Separable disk-like depth of field

This is a short note accompanying shadertoy: https://www.shadertoy.com/view/lsBBWy .

It is direct implementation of “Circularly symmetric convolution and lens blur” by Olli Niemitalo (no innovation on my side, just a toy implementation) and got inspired by Kleber Garcia’s Siggraph 2017 presentation “Circular Separable Convolution Depth of Field”.

Why?

For depth of field effect, Gaussian blurs are seen artistically as “boring”, while hexagonal DoF (popular few years ago) can be subjectively not attractive (artificial, cheap camera qualities). I wrote a bit about bokeh, DoF and some crazy implementation in Witcher 2 in the past. Working on Far Cry 4 and other titles, I used a different approach – scatter as gather “stretched” Poisson bokeh to compute DoF together with motion blur and at the same time.

Circular kernels can be very expensive; prone to noise, ringing etc. One can try to approximate them, like Guerilla Games in Michal Valient’s Killzone presentation, undersample with blur afterwards like Crytek in Tiago Sousa’s presentation, or try to use some separable approaches like Colin Barré-Brisebois.

Unfortunately, there are no circularly symmetric separable filters other than Gaussian filter in real domain. However, in complex domain, one can find whole family of functions (complex phasors multiplied by Gaussian “bell”) that their magnitude is! This is what Olli Niemitalo’s post describes and introduces some “fitted” functions to approximate disk DoF.

Results – quality

As a proof-of-concept, I implemented it here: https://www.shadertoy.com/view/lsBBWy . It has a version with a single component and a version with two components (“harmonics”).

Version with a single component produces quite strong ringing, but much more “pronounced” bokeh than Gaussian one:

Circular bokeh single component approximation vs Gaussian.

Version with two components is going to be twice more expensive memory and ALU-wise, but doesn’t have those artifacts so strong:

Two component vs single component approximation. Notice less ringing and smaller passband – almost perfect, circular shape.

I personally don’t think this ringing or “donut hole” is unpleasant at all; IMO it resembles some older lenses with “busy bokeh” and is something we simulated in Witcher on purpose:

Witcher 2 artistic “busy bokeh”.

Real world lens “busy bokeh” with some ringing visible.

Results – implementation / performance

Shader toy implementation I provided is obviously not optimal. Recomputing weights and their sum is very wasteful; most of this can be precomputed and stored in an uniform / constant buffer. Instead I stored most of them in first texture / buffer (“Buffer A”).

If we exclude weights, per every component first (“horizontal”) pass requires a “simplified” real times complex multiply and accumulate (2 madds, one per real and one per imaginary component).

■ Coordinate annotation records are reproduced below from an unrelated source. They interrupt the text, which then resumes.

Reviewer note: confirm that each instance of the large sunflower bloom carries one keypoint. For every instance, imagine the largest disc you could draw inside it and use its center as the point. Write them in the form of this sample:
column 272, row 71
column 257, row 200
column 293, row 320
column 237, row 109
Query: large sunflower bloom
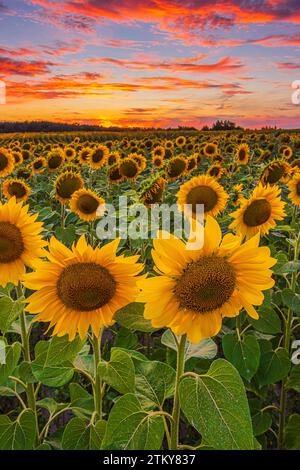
column 203, row 189
column 21, row 242
column 82, row 287
column 260, row 212
column 197, row 288
column 294, row 187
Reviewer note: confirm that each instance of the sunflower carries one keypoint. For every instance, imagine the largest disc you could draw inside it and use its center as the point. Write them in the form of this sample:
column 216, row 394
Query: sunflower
column 16, row 188
column 7, row 163
column 204, row 190
column 66, row 184
column 55, row 160
column 197, row 288
column 113, row 158
column 38, row 165
column 294, row 187
column 69, row 153
column 216, row 171
column 18, row 157
column 276, row 171
column 87, row 204
column 242, row 154
column 82, row 287
column 157, row 161
column 21, row 242
column 153, row 192
column 176, row 167
column 210, row 150
column 158, row 151
column 260, row 212
column 114, row 174
column 180, row 141
column 84, row 155
column 129, row 168
column 98, row 157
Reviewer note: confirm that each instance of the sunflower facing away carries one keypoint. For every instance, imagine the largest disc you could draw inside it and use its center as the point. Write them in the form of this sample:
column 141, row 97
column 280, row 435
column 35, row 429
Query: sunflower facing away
column 205, row 190
column 82, row 287
column 7, row 163
column 21, row 242
column 87, row 204
column 260, row 212
column 294, row 187
column 197, row 288
column 16, row 188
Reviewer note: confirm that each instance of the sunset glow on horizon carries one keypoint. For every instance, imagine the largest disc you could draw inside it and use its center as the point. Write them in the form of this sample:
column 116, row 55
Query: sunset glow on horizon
column 156, row 63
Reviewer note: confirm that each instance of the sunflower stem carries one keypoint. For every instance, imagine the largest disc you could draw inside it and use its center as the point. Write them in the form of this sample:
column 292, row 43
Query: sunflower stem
column 30, row 393
column 176, row 406
column 287, row 346
column 97, row 388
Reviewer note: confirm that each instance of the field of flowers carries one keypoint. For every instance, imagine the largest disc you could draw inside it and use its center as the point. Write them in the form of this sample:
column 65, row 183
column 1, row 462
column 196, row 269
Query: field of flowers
column 142, row 343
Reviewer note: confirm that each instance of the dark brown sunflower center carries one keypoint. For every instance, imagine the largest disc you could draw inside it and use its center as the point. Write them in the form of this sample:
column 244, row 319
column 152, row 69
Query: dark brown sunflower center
column 85, row 286
column 87, row 204
column 202, row 195
column 11, row 242
column 54, row 162
column 206, row 284
column 275, row 173
column 17, row 189
column 257, row 213
column 67, row 187
column 98, row 156
column 3, row 161
column 242, row 154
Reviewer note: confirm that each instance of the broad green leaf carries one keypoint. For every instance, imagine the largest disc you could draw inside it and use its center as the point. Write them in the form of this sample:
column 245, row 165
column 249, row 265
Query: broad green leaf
column 132, row 317
column 118, row 372
column 9, row 311
column 206, row 349
column 19, row 434
column 244, row 354
column 154, row 382
column 274, row 366
column 292, row 433
column 216, row 405
column 12, row 356
column 129, row 427
column 293, row 381
column 80, row 436
column 53, row 360
column 291, row 300
column 268, row 322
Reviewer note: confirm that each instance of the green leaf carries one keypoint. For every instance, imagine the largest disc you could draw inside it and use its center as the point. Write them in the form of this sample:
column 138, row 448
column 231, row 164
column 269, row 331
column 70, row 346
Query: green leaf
column 216, row 405
column 293, row 381
column 268, row 322
column 154, row 382
column 292, row 433
column 291, row 300
column 80, row 436
column 9, row 312
column 244, row 354
column 290, row 267
column 53, row 360
column 129, row 427
column 12, row 356
column 132, row 317
column 274, row 366
column 18, row 435
column 206, row 349
column 118, row 372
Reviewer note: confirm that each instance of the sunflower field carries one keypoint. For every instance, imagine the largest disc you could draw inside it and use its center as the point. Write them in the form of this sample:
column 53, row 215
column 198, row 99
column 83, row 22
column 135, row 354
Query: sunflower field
column 142, row 344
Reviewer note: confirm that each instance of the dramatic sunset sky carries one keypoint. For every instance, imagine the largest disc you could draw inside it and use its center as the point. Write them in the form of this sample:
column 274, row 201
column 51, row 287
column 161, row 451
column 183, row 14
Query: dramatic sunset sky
column 151, row 63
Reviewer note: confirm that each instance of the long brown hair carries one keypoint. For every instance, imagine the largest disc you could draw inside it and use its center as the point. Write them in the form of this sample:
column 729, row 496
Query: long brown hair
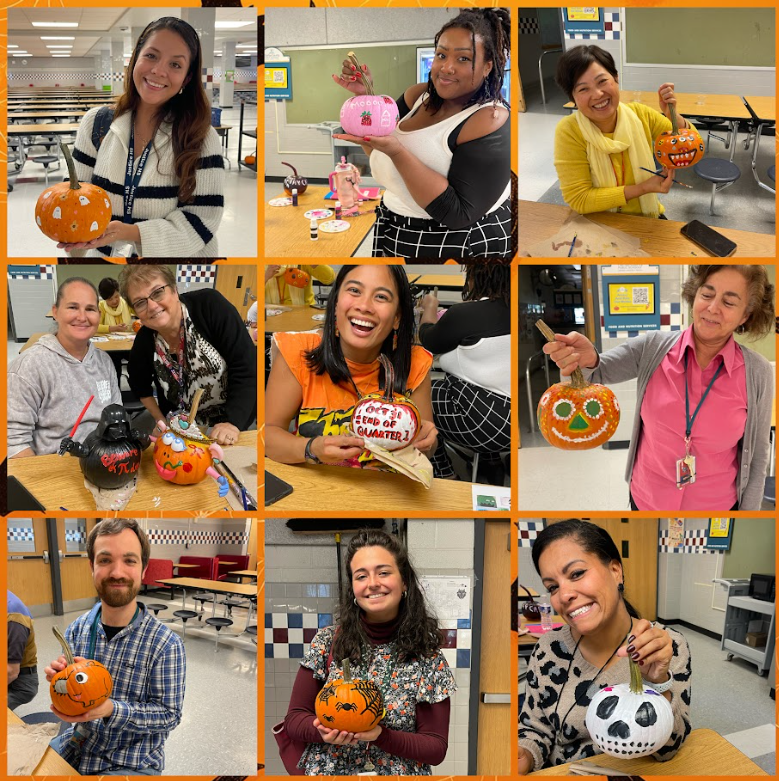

Second (“vertical”) pass requites full complex multiplies and accumulates – however after applying optimization from Olli we can keep real component only – (2 madds).

So assuming that there are N taps in both horizontal and vertical directions, every component needs roughly 4N “full rate”/simple instructions – not bad at all. For two components it’s 8N instructions . Both variation just read normal amounts of memory in the first pass (one fetch per tap), but on 2nd pass have either 2x or 4x more memory bandwidth required.

Similarly larger are the storage costs – every RGB channel is multiplied by 2 and by number of components. So using a single component we’d need 6 floating point channels (that can get negative – complex phasor!), for two components 12, so probably 4 RGBA16F textures.

In general, like with many post effects memory bandwidth is definitely a concern here; this technique requires even more of it and can get pretty expensive, but most blurring can be done in local / groupshared memory in compute shaders; and one can do some optimizations like blurring in YCoCg space and storing chroma components in lower res etc. So in general I definitely think it’s practical and cool approach.

In general I really like this technique, I don’t know if I’d use it in practice (still see lots of benefit in combining DoF and MB), but find it really beautiful and elegant, especially maths behind it. 🙂

References

“Circularly symmetric convolution and lens blur“, Olli Niemitalo http://yehar.com/blog/?p=1495

“Circular separable convolution depth of field”, Kleber Garcia http://dl.acm.org/citation.cfm?id=3085022

“Killzone: Shadow Fall Demo Postmortem“, Michal Valient https://www.slideshare.net/guerrillagames/killzone-shadow-fall-demo-postmortem

“Graphic gems of CryEngine 3“, Tiago Sousa http://www.crytek.com/download/Sousa_Graphics_Gems_CryENGINE3.pdf

“Hexagonal Bokeh Blur Revisited“, Colin Barré-Brisebois https://colinbarrebrisebois.com/2017/04/18/hexagonal-bokeh-blur-revisited/